MAXpower (Thaketa) Co Ltd, a power generating subsidiary of Singapore-based Navigat Group, said it has started supplying power under a power purchase agreement made with the state-owned Myanmar Electric Power Enterprise (MEPE).
The company said with this agreement it became “the first 100-percent foreign-owned power company to enter into a long-term relationship” with MEPE.
MAXpower said it has invested $35 million in the plant and that the agreement “opens the door for further power project developments throughout Myanmar,” which has one of lowest electrification rates in the world.
Almost 70 percent of the population of Myanmar has no access to electricity, according to the World Bank, which in January pledged $1-billion financial support to Myanmar to expand electricity generation, transmission and distribution.

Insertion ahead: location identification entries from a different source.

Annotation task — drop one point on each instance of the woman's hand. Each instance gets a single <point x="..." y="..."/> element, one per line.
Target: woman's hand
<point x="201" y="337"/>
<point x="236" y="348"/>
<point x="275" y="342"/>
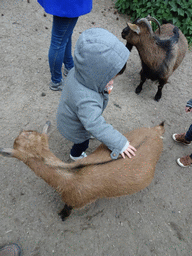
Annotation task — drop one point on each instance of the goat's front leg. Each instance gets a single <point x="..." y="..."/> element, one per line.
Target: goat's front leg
<point x="140" y="86"/>
<point x="65" y="212"/>
<point x="159" y="92"/>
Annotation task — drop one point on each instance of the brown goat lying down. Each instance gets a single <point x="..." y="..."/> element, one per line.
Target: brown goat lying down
<point x="161" y="52"/>
<point x="95" y="176"/>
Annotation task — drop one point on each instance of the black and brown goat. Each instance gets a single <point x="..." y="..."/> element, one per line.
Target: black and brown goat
<point x="95" y="176"/>
<point x="161" y="52"/>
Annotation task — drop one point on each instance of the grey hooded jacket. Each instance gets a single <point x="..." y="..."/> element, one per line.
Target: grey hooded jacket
<point x="98" y="57"/>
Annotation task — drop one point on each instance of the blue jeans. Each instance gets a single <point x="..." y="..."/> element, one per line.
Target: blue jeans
<point x="188" y="135"/>
<point x="60" y="48"/>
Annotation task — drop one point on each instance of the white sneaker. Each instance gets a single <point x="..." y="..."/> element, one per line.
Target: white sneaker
<point x="75" y="158"/>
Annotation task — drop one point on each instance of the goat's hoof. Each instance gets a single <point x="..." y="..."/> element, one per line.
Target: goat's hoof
<point x="138" y="90"/>
<point x="62" y="216"/>
<point x="157" y="98"/>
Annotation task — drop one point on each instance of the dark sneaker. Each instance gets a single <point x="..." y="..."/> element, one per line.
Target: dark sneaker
<point x="57" y="86"/>
<point x="185" y="161"/>
<point x="181" y="138"/>
<point x="65" y="72"/>
<point x="10" y="250"/>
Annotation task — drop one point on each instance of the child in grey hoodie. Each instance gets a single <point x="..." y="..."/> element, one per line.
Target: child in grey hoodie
<point x="98" y="58"/>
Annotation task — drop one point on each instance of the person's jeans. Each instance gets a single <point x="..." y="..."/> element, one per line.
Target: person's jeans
<point x="188" y="135"/>
<point x="60" y="47"/>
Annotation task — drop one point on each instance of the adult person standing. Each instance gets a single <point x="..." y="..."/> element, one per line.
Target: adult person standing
<point x="65" y="15"/>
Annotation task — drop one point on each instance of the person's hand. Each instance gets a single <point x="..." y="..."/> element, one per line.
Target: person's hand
<point x="130" y="151"/>
<point x="188" y="109"/>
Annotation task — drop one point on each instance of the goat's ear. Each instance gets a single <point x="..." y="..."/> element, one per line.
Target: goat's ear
<point x="134" y="27"/>
<point x="46" y="127"/>
<point x="8" y="152"/>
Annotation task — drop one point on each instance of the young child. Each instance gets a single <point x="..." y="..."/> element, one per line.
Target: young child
<point x="98" y="58"/>
<point x="186" y="139"/>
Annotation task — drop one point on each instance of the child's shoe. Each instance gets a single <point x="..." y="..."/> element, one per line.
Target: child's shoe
<point x="181" y="138"/>
<point x="75" y="158"/>
<point x="65" y="72"/>
<point x="56" y="86"/>
<point x="185" y="161"/>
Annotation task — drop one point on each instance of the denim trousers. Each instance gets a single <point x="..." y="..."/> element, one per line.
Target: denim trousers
<point x="188" y="135"/>
<point x="60" y="47"/>
<point x="78" y="149"/>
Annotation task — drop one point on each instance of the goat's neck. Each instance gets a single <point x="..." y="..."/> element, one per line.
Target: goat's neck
<point x="150" y="54"/>
<point x="53" y="176"/>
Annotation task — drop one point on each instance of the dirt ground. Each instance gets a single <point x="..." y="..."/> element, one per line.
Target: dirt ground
<point x="155" y="221"/>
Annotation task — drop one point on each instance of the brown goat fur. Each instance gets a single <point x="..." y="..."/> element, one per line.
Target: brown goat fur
<point x="161" y="52"/>
<point x="97" y="175"/>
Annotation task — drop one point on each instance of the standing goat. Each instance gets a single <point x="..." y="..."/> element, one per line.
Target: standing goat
<point x="95" y="176"/>
<point x="161" y="52"/>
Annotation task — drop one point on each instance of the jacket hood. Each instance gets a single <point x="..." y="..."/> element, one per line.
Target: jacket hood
<point x="99" y="56"/>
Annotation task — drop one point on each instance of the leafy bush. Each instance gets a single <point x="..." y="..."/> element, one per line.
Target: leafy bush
<point x="179" y="12"/>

The Ministry of Electric Power last year said it plans to carry out 17 power plant projects by 2016 – where 10 will be gas-fired and seven will be hydropower plants.
U Htein Lwin, managing director of MEPE, said: “We see it as a blueprint for other initiatives to develop the electricity sector across Myanmar.”
“MAXpower’s deep experience in SE Asia and its understanding of the inherent challenges in this project combined with GE’s robust technology made it the logical partner for this landmark agreement.”
The 50-megawatt (MW) gas-fired power plant, which is located in Thaketa in Yangon, will utilise sixteen 16 GE (General Electric) Jenbacher gas engines, the company said.
“Faith is taking the first step without seeing the whole stairway,” said Sebastiaan Sauren, chief operating officer and co-founder of Navigat Group, adding that his company is “committed and determined” to deliver fast, reliable and affordable power to emerging regions.
MAXpower said with the completion of this power plant it became the only power company with projects in Indonesia, Thailand and Myanmar.
Navigat CFO Arno Hendriks told Reuters the deal was the result of a 2012 meeting with government officials and was negotiated directly with MEPE. Hendricks said his company hoped to sign an agreement to develop another 50MW power plant this year and was in discussions with General Electric Co to secure the Myanmar distribution licence for its gas engines, according to the Reuters report.
Earlier this month, US-based power company APR Energy clinched a bid to develop a 100MW gas-fired plant in Mandalay, becoming the first American company to sign a power generation contract with Myanmar since the lifting of US sanctions in 2013.